A Reflection on Data Scraping.

This was my first time getting my hands dirty with data, nervousness is an understatement to what I felt while working on this. I scraped data using python on google colab. I chose google colab since it’s fast and reliable, with accelerated features such as Tensorflow GPU’s and Tensorflow TPU’s. I was required to scrape data from websites and twitter, but my main focus was on twitter to get real-time reactions concerning this case studies; M-Pesa in Kenya, Adani mines in Australia, and Gun laws in New Zealand.

To extract data from twitter I had to obtain twitter credentials, this was frustrating to get and terribly slowed down my project. I had the option of mimicking an existing data set but this would not have given me the outcome I needed in terms of decision making and sensemaking. I eventually got the credentials after waiting for weeks, during this period I researched on the case studies and different approaches that have been used by decisionmakers, and how this could be implemented technically.

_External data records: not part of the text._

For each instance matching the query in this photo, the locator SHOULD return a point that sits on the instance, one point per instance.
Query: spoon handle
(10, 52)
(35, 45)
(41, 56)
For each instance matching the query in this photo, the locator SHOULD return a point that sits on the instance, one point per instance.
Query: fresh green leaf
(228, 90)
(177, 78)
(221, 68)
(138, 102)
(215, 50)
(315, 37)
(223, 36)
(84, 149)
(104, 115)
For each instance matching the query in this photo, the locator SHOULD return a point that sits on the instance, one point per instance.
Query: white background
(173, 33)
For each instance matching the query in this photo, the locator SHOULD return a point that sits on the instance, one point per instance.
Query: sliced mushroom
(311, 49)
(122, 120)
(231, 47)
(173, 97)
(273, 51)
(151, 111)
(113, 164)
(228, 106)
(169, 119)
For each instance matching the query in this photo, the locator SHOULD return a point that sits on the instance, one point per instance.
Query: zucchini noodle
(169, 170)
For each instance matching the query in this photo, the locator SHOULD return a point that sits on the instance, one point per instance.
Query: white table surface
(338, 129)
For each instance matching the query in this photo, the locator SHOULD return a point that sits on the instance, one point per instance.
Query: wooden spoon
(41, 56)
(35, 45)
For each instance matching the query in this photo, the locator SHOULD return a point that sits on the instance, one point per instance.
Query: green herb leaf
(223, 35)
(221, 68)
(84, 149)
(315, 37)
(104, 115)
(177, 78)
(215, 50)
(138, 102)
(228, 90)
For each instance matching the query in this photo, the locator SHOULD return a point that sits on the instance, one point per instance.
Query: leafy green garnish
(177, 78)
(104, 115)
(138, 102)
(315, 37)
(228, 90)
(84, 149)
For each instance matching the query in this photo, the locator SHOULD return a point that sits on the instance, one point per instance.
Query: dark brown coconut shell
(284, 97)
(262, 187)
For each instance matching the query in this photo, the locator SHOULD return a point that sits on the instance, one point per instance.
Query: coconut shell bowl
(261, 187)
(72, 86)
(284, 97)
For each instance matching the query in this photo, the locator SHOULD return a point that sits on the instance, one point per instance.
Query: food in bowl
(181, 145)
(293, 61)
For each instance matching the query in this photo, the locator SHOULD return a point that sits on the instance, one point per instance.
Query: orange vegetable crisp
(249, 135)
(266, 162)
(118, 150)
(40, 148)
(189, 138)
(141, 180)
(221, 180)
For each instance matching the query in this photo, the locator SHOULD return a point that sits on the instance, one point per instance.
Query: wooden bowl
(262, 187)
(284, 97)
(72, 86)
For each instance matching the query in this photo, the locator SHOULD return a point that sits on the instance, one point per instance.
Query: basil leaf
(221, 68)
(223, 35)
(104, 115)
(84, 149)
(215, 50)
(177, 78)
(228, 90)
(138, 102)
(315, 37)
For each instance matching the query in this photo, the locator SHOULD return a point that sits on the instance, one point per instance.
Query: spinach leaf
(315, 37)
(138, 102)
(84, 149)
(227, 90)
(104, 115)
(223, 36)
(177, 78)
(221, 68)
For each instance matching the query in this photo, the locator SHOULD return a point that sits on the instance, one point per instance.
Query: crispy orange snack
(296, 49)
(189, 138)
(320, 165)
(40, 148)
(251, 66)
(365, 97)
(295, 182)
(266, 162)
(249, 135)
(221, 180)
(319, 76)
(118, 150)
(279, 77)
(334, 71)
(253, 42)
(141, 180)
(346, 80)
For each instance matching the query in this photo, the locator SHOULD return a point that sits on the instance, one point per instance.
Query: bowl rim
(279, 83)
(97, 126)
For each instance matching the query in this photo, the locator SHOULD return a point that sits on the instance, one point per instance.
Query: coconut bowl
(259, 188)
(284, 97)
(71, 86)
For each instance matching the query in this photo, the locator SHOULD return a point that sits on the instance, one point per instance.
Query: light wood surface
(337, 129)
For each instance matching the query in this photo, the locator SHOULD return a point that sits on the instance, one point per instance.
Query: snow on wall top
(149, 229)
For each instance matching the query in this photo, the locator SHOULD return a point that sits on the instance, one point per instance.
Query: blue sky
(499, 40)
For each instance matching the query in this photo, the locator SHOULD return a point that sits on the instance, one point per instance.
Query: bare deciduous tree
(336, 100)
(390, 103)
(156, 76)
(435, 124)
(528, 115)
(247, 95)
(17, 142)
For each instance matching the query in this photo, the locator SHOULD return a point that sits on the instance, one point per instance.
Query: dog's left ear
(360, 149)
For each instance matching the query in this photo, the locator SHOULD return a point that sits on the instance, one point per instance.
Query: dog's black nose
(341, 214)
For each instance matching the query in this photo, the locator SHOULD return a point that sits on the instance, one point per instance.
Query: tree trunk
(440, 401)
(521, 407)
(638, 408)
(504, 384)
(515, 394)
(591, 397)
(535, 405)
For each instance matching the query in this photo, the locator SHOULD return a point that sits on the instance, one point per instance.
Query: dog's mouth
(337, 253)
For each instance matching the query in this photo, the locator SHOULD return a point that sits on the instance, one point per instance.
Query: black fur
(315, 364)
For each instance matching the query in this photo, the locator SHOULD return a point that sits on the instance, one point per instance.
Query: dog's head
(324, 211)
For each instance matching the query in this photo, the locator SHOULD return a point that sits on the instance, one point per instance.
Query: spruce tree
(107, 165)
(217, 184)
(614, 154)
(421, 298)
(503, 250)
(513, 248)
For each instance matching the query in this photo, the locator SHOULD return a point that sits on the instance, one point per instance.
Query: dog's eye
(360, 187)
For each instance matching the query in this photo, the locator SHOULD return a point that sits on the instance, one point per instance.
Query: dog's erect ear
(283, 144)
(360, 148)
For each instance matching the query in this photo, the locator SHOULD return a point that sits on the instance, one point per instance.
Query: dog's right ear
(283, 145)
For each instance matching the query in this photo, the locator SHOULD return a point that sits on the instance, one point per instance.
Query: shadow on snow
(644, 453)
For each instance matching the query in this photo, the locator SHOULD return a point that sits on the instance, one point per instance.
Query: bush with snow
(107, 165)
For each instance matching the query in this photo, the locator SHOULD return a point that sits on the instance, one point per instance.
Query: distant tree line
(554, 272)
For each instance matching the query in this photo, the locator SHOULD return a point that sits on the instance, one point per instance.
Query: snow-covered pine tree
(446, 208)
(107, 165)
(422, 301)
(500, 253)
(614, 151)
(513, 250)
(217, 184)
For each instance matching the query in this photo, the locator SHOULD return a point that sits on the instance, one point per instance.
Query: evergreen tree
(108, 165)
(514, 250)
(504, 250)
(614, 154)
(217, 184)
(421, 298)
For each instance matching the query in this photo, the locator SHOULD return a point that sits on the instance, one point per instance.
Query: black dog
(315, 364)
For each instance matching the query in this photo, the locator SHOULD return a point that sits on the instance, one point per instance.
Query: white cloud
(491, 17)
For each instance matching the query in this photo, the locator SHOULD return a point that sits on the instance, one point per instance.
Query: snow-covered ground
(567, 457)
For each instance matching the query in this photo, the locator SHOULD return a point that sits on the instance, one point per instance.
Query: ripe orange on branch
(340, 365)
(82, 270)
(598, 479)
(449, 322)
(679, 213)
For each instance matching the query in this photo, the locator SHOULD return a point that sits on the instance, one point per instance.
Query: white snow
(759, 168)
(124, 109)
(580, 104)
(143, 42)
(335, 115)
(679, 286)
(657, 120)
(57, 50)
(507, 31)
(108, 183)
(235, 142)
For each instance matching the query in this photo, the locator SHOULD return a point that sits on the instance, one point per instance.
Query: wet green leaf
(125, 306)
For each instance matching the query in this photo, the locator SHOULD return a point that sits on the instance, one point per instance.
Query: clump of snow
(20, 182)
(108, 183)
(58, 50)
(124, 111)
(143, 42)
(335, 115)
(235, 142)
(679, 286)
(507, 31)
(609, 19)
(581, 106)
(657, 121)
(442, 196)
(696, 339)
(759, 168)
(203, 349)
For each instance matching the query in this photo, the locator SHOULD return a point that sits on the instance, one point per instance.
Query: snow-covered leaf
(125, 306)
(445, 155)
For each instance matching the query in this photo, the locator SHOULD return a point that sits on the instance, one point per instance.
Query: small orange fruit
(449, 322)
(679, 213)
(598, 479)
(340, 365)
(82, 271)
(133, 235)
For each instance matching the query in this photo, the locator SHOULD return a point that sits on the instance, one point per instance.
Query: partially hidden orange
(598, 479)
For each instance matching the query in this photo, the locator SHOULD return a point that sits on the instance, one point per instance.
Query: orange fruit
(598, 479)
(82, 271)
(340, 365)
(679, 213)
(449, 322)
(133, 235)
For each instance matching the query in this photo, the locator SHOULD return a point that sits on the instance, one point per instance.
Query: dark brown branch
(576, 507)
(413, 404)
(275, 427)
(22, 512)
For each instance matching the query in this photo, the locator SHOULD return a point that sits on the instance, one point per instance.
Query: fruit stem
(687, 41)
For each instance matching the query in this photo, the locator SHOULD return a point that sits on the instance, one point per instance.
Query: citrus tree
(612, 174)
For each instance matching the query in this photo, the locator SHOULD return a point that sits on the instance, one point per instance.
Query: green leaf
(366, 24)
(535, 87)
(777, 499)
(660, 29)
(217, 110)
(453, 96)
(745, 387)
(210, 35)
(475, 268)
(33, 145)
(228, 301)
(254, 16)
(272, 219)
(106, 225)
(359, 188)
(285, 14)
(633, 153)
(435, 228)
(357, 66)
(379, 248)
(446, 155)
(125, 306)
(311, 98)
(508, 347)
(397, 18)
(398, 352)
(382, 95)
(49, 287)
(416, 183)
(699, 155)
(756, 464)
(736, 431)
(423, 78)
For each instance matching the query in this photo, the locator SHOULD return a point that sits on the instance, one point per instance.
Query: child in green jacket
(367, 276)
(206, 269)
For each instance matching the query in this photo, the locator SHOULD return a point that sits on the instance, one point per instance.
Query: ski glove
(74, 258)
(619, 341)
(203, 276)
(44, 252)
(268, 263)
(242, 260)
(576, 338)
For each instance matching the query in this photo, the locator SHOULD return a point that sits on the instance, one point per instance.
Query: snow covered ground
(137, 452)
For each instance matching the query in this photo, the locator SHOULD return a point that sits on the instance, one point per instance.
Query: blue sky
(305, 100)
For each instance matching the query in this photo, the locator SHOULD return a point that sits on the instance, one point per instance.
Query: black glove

To scrape twitter data, I discovered the power of tweepy and sklearn, which will be used with numpy, pandas and nltk. So I used tweepy to access the Twitter API, with the credentials I had been given by twitter.

I got a lot of errors while on this stage of the project, and to be quite honest it took me nearly two days to get it done and achieve a clean set of data that can be analyzed and understood. Stack Overflow and GitHub came through for me, with these platforms I was able to see what others have done and how they were able to tackle challenges attached to scraping data. Now I understand why it’s said that 80% of the time if not careful might be spent on scraping. I spent an awful amount of time finding techniques or ways of acquiring data in simpler or understandable ways but I realized the trick is to just do it, data obtained can’t be perfect but it can be manipulated to get insights.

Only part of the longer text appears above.